The rhythm section is solid and dependable, with drummer Clarke taking a fine solo at the beginning of Off a Bird which, oddly enough, sounds more like a piece by Ornette Coleman than Parker, though it keeps to a recognizable harmonic base. Liebman is at his most abstract here, spitting out atonal lines with impunity while still leaving “space” in his solo. A nifty little quote from Bird’s Now’s the Time comes and goes so quickly that you might miss it. Bassist Jim Vivian is also quite busy here, contributing a splendid Charlie Haden-type solo in the middle, just before Murley comes roaring in on tenor sax.

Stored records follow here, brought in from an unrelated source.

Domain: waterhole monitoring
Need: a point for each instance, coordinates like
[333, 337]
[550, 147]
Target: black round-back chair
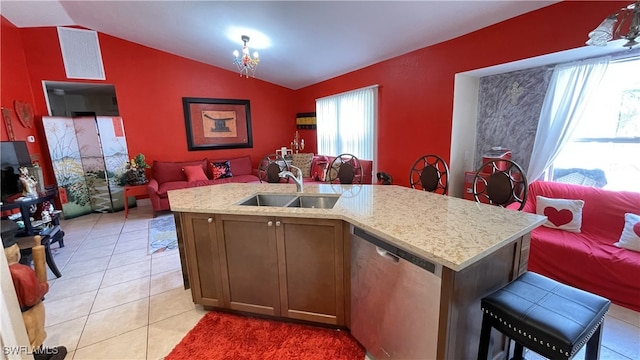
[430, 173]
[500, 182]
[345, 169]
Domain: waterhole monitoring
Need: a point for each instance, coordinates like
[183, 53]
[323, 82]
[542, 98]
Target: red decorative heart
[558, 218]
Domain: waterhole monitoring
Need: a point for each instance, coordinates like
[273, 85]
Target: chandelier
[611, 26]
[245, 62]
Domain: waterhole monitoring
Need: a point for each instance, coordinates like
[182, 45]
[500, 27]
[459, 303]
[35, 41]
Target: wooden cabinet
[288, 267]
[311, 269]
[203, 250]
[249, 263]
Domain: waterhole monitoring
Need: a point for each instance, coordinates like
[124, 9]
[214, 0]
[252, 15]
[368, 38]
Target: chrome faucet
[296, 179]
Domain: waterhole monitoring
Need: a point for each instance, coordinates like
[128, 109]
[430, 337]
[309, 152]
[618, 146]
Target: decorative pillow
[303, 161]
[194, 173]
[563, 214]
[630, 237]
[221, 170]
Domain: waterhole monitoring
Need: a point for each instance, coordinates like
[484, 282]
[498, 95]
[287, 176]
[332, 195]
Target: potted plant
[136, 170]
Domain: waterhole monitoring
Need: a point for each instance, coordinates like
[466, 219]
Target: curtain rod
[346, 92]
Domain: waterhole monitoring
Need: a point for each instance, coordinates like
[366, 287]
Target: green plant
[138, 162]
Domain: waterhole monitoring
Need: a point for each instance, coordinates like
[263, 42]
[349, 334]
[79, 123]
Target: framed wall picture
[306, 120]
[217, 123]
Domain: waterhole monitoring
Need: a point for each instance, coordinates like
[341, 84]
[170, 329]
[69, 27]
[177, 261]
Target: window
[604, 149]
[346, 123]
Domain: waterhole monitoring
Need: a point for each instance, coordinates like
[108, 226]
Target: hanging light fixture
[610, 28]
[244, 61]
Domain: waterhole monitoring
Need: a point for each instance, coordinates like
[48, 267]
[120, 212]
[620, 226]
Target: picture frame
[306, 120]
[217, 123]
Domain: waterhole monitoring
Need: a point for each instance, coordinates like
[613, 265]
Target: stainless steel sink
[291, 200]
[316, 202]
[280, 200]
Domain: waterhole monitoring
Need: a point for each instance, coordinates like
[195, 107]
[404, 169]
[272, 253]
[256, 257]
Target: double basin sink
[292, 200]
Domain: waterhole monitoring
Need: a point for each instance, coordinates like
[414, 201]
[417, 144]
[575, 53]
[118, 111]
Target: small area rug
[162, 234]
[222, 336]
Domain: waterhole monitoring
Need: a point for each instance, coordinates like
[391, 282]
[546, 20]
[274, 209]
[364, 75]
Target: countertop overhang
[449, 231]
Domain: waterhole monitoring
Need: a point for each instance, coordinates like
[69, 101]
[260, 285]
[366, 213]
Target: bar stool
[545, 316]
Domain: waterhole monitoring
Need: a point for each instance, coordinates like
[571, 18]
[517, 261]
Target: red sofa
[169, 176]
[588, 260]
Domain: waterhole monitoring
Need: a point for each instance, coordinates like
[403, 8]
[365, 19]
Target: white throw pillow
[562, 214]
[630, 237]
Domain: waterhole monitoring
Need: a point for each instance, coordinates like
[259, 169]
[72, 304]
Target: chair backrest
[504, 185]
[430, 173]
[269, 168]
[345, 169]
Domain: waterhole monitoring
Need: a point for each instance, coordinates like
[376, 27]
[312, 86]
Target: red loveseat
[588, 260]
[169, 176]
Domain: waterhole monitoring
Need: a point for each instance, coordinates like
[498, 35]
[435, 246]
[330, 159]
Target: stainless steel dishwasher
[395, 300]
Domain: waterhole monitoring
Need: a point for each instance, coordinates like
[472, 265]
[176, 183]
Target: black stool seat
[545, 316]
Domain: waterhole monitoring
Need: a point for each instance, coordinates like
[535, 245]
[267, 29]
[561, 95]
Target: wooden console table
[133, 190]
[50, 234]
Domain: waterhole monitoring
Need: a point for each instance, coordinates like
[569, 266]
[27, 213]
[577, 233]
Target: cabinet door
[250, 264]
[203, 259]
[310, 256]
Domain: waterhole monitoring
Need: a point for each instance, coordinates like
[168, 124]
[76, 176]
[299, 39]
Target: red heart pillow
[562, 214]
[630, 237]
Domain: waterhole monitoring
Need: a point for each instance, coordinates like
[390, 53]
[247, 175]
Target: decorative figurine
[28, 183]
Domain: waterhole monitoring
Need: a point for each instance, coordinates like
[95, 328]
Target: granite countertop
[449, 231]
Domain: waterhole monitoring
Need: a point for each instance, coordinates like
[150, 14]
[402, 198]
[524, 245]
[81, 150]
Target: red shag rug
[232, 337]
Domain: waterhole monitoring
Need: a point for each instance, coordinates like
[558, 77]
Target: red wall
[416, 89]
[14, 84]
[150, 85]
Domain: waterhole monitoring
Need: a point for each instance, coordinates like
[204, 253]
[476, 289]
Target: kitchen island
[250, 258]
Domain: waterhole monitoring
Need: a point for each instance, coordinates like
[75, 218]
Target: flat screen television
[14, 154]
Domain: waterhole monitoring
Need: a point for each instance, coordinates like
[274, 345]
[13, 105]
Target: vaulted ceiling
[300, 42]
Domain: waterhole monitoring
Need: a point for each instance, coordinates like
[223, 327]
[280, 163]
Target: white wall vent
[81, 54]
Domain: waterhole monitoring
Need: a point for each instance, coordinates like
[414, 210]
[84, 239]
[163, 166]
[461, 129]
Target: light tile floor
[114, 301]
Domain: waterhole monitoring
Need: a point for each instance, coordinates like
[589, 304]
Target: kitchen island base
[297, 269]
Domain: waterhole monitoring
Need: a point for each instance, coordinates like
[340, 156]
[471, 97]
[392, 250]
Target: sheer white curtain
[569, 90]
[346, 123]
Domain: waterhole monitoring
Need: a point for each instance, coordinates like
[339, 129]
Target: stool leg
[485, 339]
[593, 345]
[517, 351]
[49, 257]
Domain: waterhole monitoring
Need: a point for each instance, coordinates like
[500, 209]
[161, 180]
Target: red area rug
[225, 336]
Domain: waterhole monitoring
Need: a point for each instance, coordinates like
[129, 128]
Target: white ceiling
[300, 42]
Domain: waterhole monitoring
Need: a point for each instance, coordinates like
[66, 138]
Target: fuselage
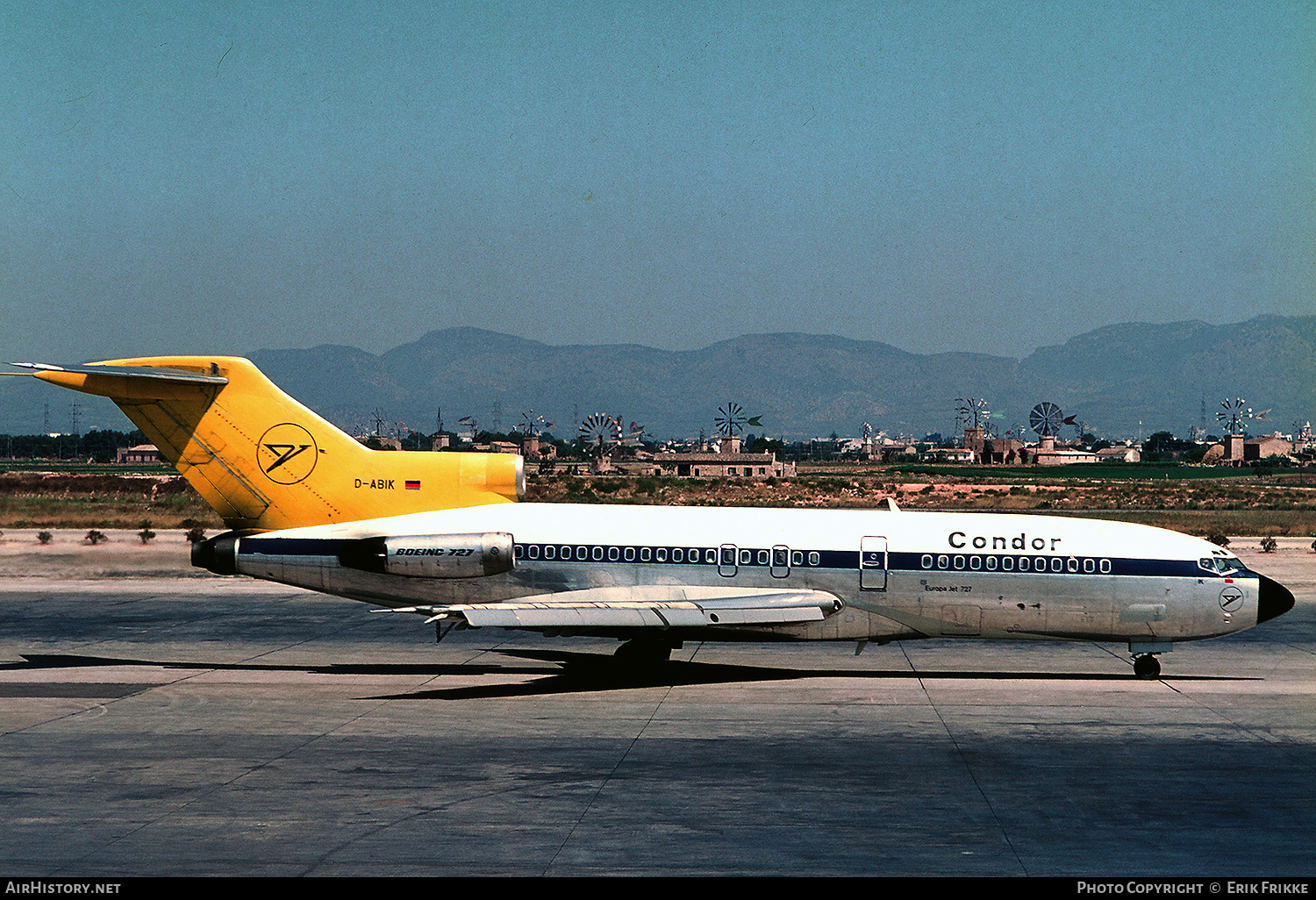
[895, 575]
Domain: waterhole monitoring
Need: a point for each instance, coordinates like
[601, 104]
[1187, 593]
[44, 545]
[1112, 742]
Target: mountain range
[1118, 381]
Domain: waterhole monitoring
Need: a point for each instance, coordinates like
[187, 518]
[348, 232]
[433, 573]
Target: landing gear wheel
[642, 653]
[1147, 666]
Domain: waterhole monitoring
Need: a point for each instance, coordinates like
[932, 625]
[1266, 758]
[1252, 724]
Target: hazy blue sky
[992, 176]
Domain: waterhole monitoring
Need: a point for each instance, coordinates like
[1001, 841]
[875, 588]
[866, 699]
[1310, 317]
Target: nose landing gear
[1145, 665]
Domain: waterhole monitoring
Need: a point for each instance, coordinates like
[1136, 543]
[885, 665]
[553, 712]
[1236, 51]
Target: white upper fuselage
[897, 574]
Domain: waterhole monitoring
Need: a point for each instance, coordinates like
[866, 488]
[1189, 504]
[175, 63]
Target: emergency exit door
[873, 563]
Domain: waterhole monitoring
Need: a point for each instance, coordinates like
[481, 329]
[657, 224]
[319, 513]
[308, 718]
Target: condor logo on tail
[287, 453]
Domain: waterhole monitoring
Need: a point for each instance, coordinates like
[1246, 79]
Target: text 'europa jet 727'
[441, 534]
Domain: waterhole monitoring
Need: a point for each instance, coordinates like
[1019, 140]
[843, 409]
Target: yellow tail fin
[265, 462]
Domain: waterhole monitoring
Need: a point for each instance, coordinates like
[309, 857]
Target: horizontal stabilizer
[650, 605]
[60, 374]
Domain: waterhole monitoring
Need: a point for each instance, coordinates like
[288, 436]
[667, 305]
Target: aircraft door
[726, 563]
[873, 563]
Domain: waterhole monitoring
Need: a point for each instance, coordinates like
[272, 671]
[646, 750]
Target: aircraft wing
[647, 605]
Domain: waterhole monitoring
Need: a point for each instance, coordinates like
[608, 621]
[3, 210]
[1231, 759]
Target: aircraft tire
[1147, 666]
[642, 653]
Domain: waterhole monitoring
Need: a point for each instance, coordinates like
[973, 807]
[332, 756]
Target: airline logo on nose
[287, 453]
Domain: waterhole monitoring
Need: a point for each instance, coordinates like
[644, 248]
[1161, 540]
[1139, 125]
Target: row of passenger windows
[728, 555]
[1087, 565]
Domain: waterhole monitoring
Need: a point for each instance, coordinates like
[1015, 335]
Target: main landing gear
[644, 653]
[1145, 665]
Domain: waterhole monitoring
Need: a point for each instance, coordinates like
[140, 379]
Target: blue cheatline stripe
[974, 563]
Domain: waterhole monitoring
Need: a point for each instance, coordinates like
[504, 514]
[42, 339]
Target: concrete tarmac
[224, 726]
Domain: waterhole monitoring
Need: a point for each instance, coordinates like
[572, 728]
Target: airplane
[442, 536]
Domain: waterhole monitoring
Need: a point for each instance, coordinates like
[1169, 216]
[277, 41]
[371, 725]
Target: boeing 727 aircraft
[440, 534]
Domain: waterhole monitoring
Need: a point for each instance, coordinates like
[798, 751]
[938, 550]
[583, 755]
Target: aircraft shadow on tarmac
[584, 673]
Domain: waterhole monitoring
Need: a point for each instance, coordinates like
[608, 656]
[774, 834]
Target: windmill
[731, 421]
[602, 432]
[1234, 413]
[1047, 418]
[971, 408]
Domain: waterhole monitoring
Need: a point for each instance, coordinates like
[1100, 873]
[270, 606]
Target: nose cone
[1274, 600]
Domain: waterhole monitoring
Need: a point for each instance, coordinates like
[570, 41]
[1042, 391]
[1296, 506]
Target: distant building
[1266, 445]
[1119, 454]
[1047, 454]
[723, 465]
[145, 454]
[1003, 450]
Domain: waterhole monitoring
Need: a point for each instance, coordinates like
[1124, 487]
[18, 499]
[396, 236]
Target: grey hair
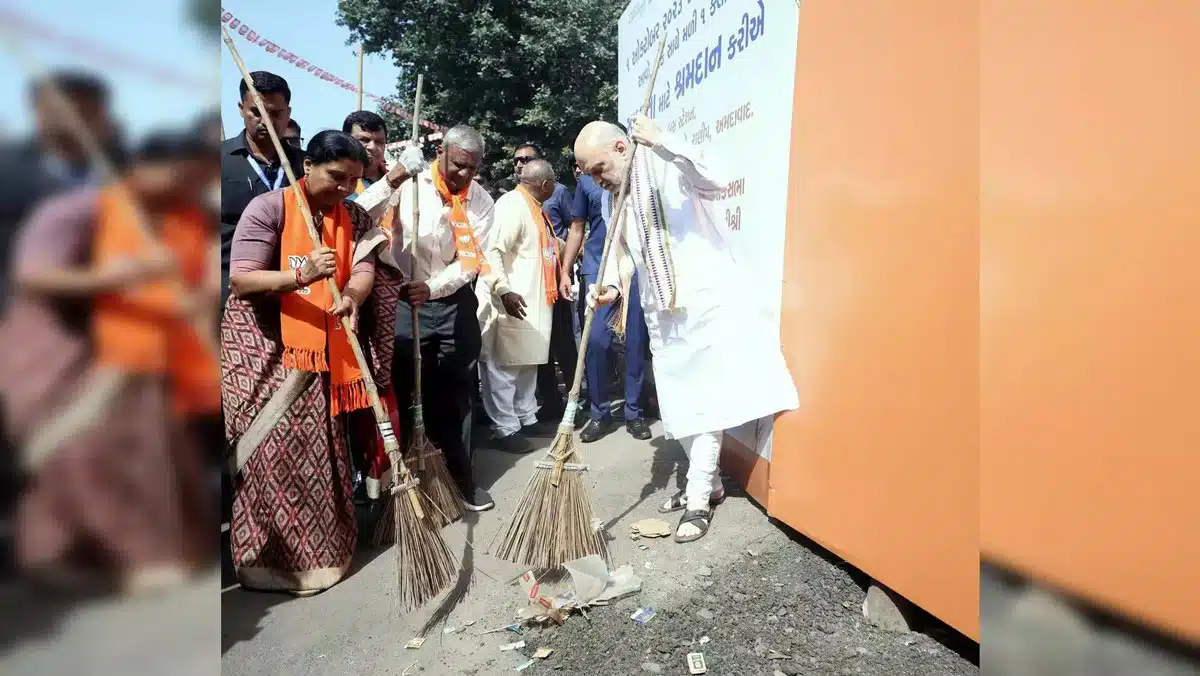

On Small One, Murley joins Liebman on soprano sax, playing a lovely if rather abstract tune in harmony. In the improv section they take turns; the liner notes don’t say, but it sounds like Murley up first. I say this only because his playing tends to be somewhat more lyrical than his mentor-partner. Clarke tosses in a few really nice press rolls behind Liebman’s solo when he takes over the reins. Towards the end there is a nice passage where the rhythm changes and the duo plays some nifty interlocking phrases before reiterating the theme to the end.
Liebman plays both flute and tenor sax on Open Spaces. Oddly, his flute sounds more like an ocarina, but that’s fitting in the context of this quasi-Latin-sounding piece. His tenor playing has the same tone as his soprano, somewhat dry and “flat” like several of the hard-bop players of the 1950s and ‘60s. Vivian contributes a nice, dry bass solo, picking the strings cleanly as if it were a big guitar. Towards the end Liebman returns to his ocarina-like flute for the rideout. An out-of-tempo bowed bass solo opens Nebula, setting the tone for a particularly “spacey” performance. When the two saxists enter, they are playing sparsely in thirds, breaking up both line and rhythm as they proceed. Most of the composition and performance, in fact, consists of just these elements, with the music becoming even more spacey and the two reeds exchanging metaphoric takes on the sparse theme. Eventually they whimper like two wounded space birds from Alpha Centauri.
Next we get the one old-time standard on this set, Ziggy Elman’s And the Angels Sing which was the vocal version of his previously-recorded Frahlich in Swing. It gives the listener a chance to hear and understand what these two great artists can do with a song, in material that almost everyone knows. Both men are on tenor here, and it sounds to me as if that’s Liebman up first, playing a particularly adventurous solo before Murley comes in with his quasi-Getz sound and ideas. Missing Persons starts out with an out-of-tempo a cappella passage by the two saxists at a medium slow tempo, again channeling Ornette somewhat. Audience applause comes immediately after, followed by a rumbling drum solo which introduces Joe Lovano’s Blackwell’s Message. This, too, turns into a somewhat abstract performance, particularly in Liebman’s twisting, pretzel-shaped solo. Murley does his level best to catch up, though, and eventually they come together, again in thirds, to wrap the set up.
Really, really nice music from start to finish.